Days dawn so cold and clear now, listen,
you can hear the crackle of rim ice
when the wind catches an edge.
Down the bay, nothing murmurs, nothing stirs.

                       only dreaming the calling, the greeting,
                       the whirl and circle, the water, the sound,
                       the cries triumphant, one and another
                       and another and another

At dusk the bay is quiet, and again in the morning,
except for the wind, nothing stirs,
nothing calls to me across the water.  No reason,
and yet, for a moment I linger, listening.



Alan: Skeeter – 3 pounds of high-octane joy – ruled my life for all eight years of his.   I offer the following in his memory and in blushing homage to Clement Moore, Dr.
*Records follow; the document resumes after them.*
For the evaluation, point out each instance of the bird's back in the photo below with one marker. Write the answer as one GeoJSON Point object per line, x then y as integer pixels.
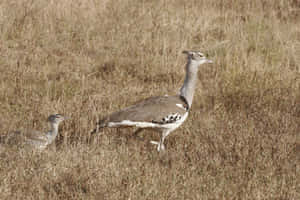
{"type": "Point", "coordinates": [153, 109]}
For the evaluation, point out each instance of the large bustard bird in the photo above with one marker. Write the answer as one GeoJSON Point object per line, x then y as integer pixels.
{"type": "Point", "coordinates": [36, 139]}
{"type": "Point", "coordinates": [161, 113]}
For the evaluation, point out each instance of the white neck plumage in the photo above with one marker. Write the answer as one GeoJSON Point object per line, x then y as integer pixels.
{"type": "Point", "coordinates": [188, 89]}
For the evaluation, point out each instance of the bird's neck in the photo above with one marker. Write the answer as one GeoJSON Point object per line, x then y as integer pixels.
{"type": "Point", "coordinates": [52, 133]}
{"type": "Point", "coordinates": [188, 89]}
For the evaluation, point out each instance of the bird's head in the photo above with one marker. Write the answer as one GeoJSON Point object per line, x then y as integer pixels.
{"type": "Point", "coordinates": [197, 57]}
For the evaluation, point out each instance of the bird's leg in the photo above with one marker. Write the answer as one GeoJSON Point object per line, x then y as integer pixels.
{"type": "Point", "coordinates": [160, 144]}
{"type": "Point", "coordinates": [135, 134]}
{"type": "Point", "coordinates": [137, 131]}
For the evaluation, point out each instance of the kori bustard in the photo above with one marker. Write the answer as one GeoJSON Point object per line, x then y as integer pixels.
{"type": "Point", "coordinates": [36, 139]}
{"type": "Point", "coordinates": [163, 114]}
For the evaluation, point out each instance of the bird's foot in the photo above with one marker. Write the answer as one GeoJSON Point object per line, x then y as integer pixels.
{"type": "Point", "coordinates": [160, 146]}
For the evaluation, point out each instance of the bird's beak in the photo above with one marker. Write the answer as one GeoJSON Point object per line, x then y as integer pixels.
{"type": "Point", "coordinates": [66, 117]}
{"type": "Point", "coordinates": [209, 61]}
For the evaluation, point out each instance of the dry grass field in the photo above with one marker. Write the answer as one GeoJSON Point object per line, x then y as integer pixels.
{"type": "Point", "coordinates": [88, 58]}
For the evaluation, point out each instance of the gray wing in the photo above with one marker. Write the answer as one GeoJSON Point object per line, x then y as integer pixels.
{"type": "Point", "coordinates": [28, 137]}
{"type": "Point", "coordinates": [154, 109]}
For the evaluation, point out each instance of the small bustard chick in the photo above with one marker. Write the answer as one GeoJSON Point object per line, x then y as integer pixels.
{"type": "Point", "coordinates": [36, 139]}
{"type": "Point", "coordinates": [163, 114]}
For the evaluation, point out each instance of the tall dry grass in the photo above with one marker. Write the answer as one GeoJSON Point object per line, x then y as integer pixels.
{"type": "Point", "coordinates": [88, 58]}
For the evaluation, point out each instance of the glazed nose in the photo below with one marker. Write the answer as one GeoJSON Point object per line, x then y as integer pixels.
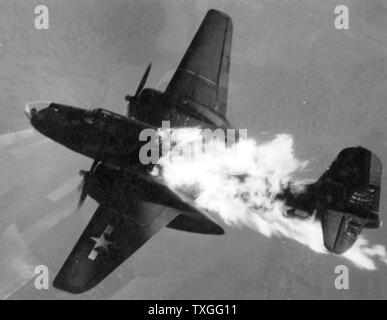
{"type": "Point", "coordinates": [32, 108]}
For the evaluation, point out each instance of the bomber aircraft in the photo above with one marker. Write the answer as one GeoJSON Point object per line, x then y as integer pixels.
{"type": "Point", "coordinates": [133, 205]}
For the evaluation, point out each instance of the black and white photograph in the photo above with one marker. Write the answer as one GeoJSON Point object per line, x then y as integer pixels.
{"type": "Point", "coordinates": [196, 150]}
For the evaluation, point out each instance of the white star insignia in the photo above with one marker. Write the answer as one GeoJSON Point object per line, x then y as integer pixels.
{"type": "Point", "coordinates": [101, 242]}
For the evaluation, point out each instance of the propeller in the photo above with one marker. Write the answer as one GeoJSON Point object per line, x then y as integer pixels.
{"type": "Point", "coordinates": [83, 186]}
{"type": "Point", "coordinates": [141, 86]}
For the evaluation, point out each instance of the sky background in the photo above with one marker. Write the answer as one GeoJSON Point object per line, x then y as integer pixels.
{"type": "Point", "coordinates": [291, 72]}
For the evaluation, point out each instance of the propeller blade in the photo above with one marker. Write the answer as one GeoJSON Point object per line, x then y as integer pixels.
{"type": "Point", "coordinates": [84, 184]}
{"type": "Point", "coordinates": [143, 81]}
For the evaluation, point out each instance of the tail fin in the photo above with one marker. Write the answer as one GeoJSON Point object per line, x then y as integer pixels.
{"type": "Point", "coordinates": [351, 192]}
{"type": "Point", "coordinates": [346, 198]}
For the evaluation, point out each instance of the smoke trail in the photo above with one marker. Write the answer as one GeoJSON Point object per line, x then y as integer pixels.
{"type": "Point", "coordinates": [240, 184]}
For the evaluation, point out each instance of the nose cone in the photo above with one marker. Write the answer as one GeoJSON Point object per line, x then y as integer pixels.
{"type": "Point", "coordinates": [32, 108]}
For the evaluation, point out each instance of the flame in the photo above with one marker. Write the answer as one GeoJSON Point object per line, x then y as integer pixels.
{"type": "Point", "coordinates": [240, 184]}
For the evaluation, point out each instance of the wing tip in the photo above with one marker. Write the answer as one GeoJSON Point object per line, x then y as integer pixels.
{"type": "Point", "coordinates": [218, 13]}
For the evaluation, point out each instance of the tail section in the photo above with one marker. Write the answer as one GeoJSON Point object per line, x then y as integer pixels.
{"type": "Point", "coordinates": [346, 198]}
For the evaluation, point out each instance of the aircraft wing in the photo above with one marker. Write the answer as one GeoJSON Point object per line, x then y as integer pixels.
{"type": "Point", "coordinates": [108, 240]}
{"type": "Point", "coordinates": [201, 80]}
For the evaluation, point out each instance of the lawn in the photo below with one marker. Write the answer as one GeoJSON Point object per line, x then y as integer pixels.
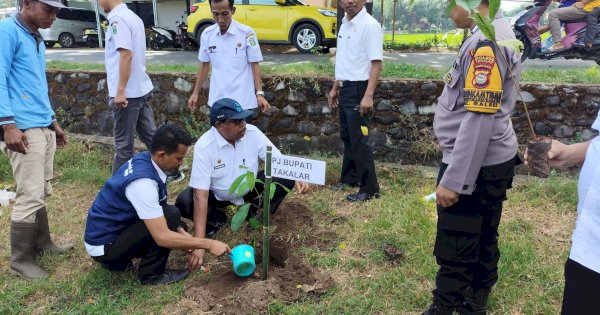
{"type": "Point", "coordinates": [535, 237]}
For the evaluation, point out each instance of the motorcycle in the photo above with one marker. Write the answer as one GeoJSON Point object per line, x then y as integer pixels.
{"type": "Point", "coordinates": [184, 40]}
{"type": "Point", "coordinates": [526, 24]}
{"type": "Point", "coordinates": [158, 38]}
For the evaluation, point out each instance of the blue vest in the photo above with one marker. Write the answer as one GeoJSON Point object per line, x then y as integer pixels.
{"type": "Point", "coordinates": [112, 212]}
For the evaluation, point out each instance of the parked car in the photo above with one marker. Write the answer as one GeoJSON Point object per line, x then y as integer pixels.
{"type": "Point", "coordinates": [69, 27]}
{"type": "Point", "coordinates": [275, 22]}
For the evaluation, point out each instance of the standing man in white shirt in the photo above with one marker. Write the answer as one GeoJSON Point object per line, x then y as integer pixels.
{"type": "Point", "coordinates": [129, 87]}
{"type": "Point", "coordinates": [582, 270]}
{"type": "Point", "coordinates": [233, 51]}
{"type": "Point", "coordinates": [358, 64]}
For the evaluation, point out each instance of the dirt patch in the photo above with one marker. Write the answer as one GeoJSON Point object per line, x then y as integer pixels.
{"type": "Point", "coordinates": [290, 278]}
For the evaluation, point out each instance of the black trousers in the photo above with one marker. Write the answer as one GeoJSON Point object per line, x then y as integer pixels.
{"type": "Point", "coordinates": [358, 166]}
{"type": "Point", "coordinates": [136, 242]}
{"type": "Point", "coordinates": [216, 217]}
{"type": "Point", "coordinates": [581, 290]}
{"type": "Point", "coordinates": [466, 246]}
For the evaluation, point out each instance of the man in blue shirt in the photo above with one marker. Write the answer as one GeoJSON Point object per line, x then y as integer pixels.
{"type": "Point", "coordinates": [29, 133]}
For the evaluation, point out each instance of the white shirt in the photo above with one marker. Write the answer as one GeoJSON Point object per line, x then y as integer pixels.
{"type": "Point", "coordinates": [217, 163]}
{"type": "Point", "coordinates": [586, 238]}
{"type": "Point", "coordinates": [143, 195]}
{"type": "Point", "coordinates": [359, 42]}
{"type": "Point", "coordinates": [230, 56]}
{"type": "Point", "coordinates": [126, 31]}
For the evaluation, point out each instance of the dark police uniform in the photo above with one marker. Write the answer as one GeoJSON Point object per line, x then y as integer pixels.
{"type": "Point", "coordinates": [472, 124]}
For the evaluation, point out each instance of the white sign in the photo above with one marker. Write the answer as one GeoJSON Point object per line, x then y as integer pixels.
{"type": "Point", "coordinates": [295, 168]}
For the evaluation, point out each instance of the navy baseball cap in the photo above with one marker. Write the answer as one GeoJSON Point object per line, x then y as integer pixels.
{"type": "Point", "coordinates": [227, 108]}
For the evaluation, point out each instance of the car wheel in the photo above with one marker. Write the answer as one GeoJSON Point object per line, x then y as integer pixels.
{"type": "Point", "coordinates": [306, 38]}
{"type": "Point", "coordinates": [66, 40]}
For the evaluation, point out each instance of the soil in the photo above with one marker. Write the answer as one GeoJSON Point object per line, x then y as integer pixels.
{"type": "Point", "coordinates": [290, 278]}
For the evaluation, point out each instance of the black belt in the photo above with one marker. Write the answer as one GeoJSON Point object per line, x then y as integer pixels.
{"type": "Point", "coordinates": [347, 83]}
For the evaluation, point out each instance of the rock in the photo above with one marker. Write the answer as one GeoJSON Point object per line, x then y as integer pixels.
{"type": "Point", "coordinates": [427, 110]}
{"type": "Point", "coordinates": [328, 129]}
{"type": "Point", "coordinates": [384, 105]}
{"type": "Point", "coordinates": [307, 128]}
{"type": "Point", "coordinates": [60, 78]}
{"type": "Point", "coordinates": [386, 85]}
{"type": "Point", "coordinates": [542, 129]}
{"type": "Point", "coordinates": [270, 96]}
{"type": "Point", "coordinates": [84, 87]}
{"type": "Point", "coordinates": [101, 85]}
{"type": "Point", "coordinates": [291, 111]}
{"type": "Point", "coordinates": [386, 120]}
{"type": "Point", "coordinates": [284, 123]}
{"type": "Point", "coordinates": [183, 85]}
{"type": "Point", "coordinates": [408, 108]}
{"type": "Point", "coordinates": [587, 134]}
{"type": "Point", "coordinates": [527, 97]}
{"type": "Point", "coordinates": [172, 105]}
{"type": "Point", "coordinates": [553, 100]}
{"type": "Point", "coordinates": [556, 117]}
{"type": "Point", "coordinates": [273, 110]}
{"type": "Point", "coordinates": [429, 87]}
{"type": "Point", "coordinates": [296, 97]}
{"type": "Point", "coordinates": [564, 131]}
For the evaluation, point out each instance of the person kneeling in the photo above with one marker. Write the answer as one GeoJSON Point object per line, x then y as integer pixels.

Seuss, and Mad Magazine, which introduced me as a child to the perverse pleasures of parody.


Three Nights Before Christmas

'Twas three nights before Christmas, and up in my bed
I was sleeping the sleep of the not-yet-quite-dead,
Dreaming such dreams as I know are too common,
Of towns made of Swiss cheese and seas made of ramen,
Serial sagas both pointless and plotless,
Behaviors that dawn would reveal to be thoughtless,
Scenes by DiNiro, DeMille, Peter Jackson
(Silent, except for piano and claxon),
Teaming with characters straight out of Dickens
With bit parts galore (there was one for Slim Pickens),
Creatures who ranged from the pure to despicable
With motives transparent… obscure… inexplicable.
Let me tell you each detail (giant pink quinces!).
Oh.  Is that a yawn?  And are those tics winces?
Well, these were my dreams, so I found them engaging,
And slept, though outside a light drizzle was raging;
Slept in the bliss that tomorrow was Saturday
A sleep saints would envy, both former- and Latter-day.
Ah, joy!  No shrilling alarm in the darkness!
No jolt!  No "Where am I?  In Skegness?  In Harkness?"
And so, to sum up, I was napping the nap
Of a middle-aged, twenty-first-century chap.
Fretful and over-worked Monday through Friday,
But Saturday, ah Saturday!  It was my day!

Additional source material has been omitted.